Distributred Storage
Here’s a concise introduction to the three components of Distributed Storage:
- Merkle DAG (Directed Acyclic Graph) A hierarchical structure of hashed nodes that enables content-addressable storage, linking data via cryptographic hashes to ensure integrity and efficient retrieval across distributed systems, with each node verifying its subtree.
- Commitment Schemes Cryptographic tools, like Merkle trees or polynomial commitments, that bind data to a single value (e.g., a root hash), allowing provers to confirm authenticity or membership without exposing the full dataset, ensuring trust in a compact form.
- ZK-Data-Rollups A scalability solution using Zero-Knowledge Proofs (ZKP) to compress off-chain data updates into succinct on-chain proofs, verifying storage operations efficiently while preserving privacy and enabling high-throughput decentralized storage.
Succinct aBFT Consensus
Unlike other consensus mechanisms, Orochi Network’s Succinct aBFT Consensus achieves fast finality by employing an aBFT approach, tolerating faults while rapidly confirming transactions, and uses ZKP to cryptographically prove the integrity of the entire blockchain state in a compact, verifiable form.
- Gossip DAG (Directed Acyclic Graph) A structure that records transactions and messages propagated across nodes in a gossip-based protocol, organizing them into a tamper-evident graph where each node’s hash links to prior events, enabling efficient tracking and validation of network activity.

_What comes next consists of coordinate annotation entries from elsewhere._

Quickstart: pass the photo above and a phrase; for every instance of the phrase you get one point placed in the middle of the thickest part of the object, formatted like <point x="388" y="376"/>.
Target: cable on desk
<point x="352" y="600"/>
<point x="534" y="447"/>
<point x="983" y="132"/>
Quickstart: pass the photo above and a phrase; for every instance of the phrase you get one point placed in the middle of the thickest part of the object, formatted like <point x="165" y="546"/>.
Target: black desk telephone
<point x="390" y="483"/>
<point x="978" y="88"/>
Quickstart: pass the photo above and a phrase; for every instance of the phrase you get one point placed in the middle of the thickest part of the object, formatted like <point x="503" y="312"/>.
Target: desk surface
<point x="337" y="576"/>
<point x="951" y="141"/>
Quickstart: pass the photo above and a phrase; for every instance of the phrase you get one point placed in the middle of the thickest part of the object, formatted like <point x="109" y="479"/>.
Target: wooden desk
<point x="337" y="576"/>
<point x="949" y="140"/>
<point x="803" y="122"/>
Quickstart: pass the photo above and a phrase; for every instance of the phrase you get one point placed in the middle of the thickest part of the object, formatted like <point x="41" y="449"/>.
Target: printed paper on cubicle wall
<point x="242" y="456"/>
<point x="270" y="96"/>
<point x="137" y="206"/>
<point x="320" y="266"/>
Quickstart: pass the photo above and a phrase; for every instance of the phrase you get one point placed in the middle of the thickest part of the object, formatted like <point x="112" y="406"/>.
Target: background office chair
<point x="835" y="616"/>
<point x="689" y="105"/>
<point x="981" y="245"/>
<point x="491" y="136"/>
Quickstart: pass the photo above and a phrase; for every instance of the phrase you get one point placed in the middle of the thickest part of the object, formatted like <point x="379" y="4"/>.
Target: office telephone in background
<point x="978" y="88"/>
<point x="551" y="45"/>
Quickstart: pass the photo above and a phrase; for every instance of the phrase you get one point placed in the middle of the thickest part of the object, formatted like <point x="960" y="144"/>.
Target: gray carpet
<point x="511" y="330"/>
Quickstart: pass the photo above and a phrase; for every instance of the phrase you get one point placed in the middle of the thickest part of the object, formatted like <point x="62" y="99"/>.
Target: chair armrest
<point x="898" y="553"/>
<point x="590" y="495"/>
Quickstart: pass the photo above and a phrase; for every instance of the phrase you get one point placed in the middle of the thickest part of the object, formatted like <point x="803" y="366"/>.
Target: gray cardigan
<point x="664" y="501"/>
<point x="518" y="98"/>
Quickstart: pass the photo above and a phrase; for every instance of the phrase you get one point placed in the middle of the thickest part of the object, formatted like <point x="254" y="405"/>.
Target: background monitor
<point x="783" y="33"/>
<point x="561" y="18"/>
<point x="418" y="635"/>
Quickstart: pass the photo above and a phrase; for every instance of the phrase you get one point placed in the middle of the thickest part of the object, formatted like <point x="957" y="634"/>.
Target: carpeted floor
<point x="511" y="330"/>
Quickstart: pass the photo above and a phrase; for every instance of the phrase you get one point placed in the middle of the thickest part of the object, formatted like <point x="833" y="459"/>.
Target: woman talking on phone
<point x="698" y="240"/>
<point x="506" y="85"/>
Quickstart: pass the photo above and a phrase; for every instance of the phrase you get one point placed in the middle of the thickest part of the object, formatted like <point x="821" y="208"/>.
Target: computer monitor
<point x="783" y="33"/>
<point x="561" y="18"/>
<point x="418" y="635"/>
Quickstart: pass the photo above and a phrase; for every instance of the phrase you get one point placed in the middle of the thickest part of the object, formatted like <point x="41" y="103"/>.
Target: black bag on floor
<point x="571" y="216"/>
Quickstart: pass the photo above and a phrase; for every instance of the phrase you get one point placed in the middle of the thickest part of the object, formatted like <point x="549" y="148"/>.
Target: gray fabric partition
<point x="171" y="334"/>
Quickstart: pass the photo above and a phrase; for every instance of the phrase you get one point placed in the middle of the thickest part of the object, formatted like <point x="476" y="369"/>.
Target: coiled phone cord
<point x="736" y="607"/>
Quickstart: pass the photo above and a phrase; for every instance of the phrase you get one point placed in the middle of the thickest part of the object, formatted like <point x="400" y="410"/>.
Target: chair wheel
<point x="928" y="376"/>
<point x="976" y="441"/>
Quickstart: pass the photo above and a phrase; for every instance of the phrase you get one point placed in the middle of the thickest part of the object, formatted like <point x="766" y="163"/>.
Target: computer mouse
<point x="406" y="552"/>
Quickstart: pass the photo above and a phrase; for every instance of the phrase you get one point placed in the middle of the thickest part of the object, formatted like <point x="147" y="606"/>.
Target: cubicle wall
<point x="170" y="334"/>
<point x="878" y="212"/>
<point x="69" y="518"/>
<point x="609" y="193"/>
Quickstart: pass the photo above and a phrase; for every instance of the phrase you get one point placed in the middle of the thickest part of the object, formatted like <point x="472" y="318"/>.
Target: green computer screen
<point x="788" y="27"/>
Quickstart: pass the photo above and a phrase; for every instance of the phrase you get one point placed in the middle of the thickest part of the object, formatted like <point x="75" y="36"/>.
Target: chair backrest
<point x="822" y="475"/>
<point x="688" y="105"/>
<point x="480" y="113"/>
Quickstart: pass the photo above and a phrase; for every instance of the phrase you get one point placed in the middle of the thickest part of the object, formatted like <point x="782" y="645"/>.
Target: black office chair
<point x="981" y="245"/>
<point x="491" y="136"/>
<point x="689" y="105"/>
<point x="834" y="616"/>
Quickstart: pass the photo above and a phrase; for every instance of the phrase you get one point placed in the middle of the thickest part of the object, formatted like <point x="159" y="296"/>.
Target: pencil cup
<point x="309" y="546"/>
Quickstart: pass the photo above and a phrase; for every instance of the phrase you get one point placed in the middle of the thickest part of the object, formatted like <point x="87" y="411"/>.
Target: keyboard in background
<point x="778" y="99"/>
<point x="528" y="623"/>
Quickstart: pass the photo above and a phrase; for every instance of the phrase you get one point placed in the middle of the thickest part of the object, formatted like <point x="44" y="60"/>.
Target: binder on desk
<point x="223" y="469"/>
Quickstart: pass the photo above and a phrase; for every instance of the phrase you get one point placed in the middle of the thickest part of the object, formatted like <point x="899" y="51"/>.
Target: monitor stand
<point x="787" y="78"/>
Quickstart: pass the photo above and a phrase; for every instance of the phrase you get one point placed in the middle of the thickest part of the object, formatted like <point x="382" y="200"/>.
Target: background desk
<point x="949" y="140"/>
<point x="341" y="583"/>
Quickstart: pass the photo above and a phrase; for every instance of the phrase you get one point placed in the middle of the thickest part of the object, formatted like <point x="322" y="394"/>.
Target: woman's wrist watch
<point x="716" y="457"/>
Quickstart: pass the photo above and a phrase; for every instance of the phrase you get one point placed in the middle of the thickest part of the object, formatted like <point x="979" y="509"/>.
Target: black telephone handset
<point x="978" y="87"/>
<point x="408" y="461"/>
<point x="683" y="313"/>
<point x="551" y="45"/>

- Orochi Consensus An asynchronous Byzantine Fault Tolerant (aBFT) mechanism tailored for Orochi Network, ensuring agreement among distributed nodes even under adversarial conditions, achieving consensus without relying on synchronous timing assumptions for resilience and speed.
- Proof Composition A process that aggregate multiple Zero-Knowledge Proofs (ZKPs) into a single, succinct proof, verifying the correctness of the entire consensus process and blockchain state efficiently, reducing computational overhead for validators and users.
ZK-Centric Approach
Orochi Network positions as the first Verifiable Data Infrastructure, emphasizing the use of ZKPs for efficient and verifiable data processing. This focus on ZKPs caters to applications requiring high levels of privacy and trust.
- Proof-System Agnostic Orochi Network can work with various ZKP systems like Halo2, ZK-STARK, and Pickles, offering developers flexibility in choosing the most suitable proof system for their needs.
- Blockchain Agnostic Orochi Network is designed to be blockchain-agnostic, potentially enabling integration with diverse blockchain platforms.
- Succinct Hybrid aBFT Consensus This consensus mechanism allows for asynchronous finalization of states, potentially improving efficiency compared to synchronous approaches used by some competitors.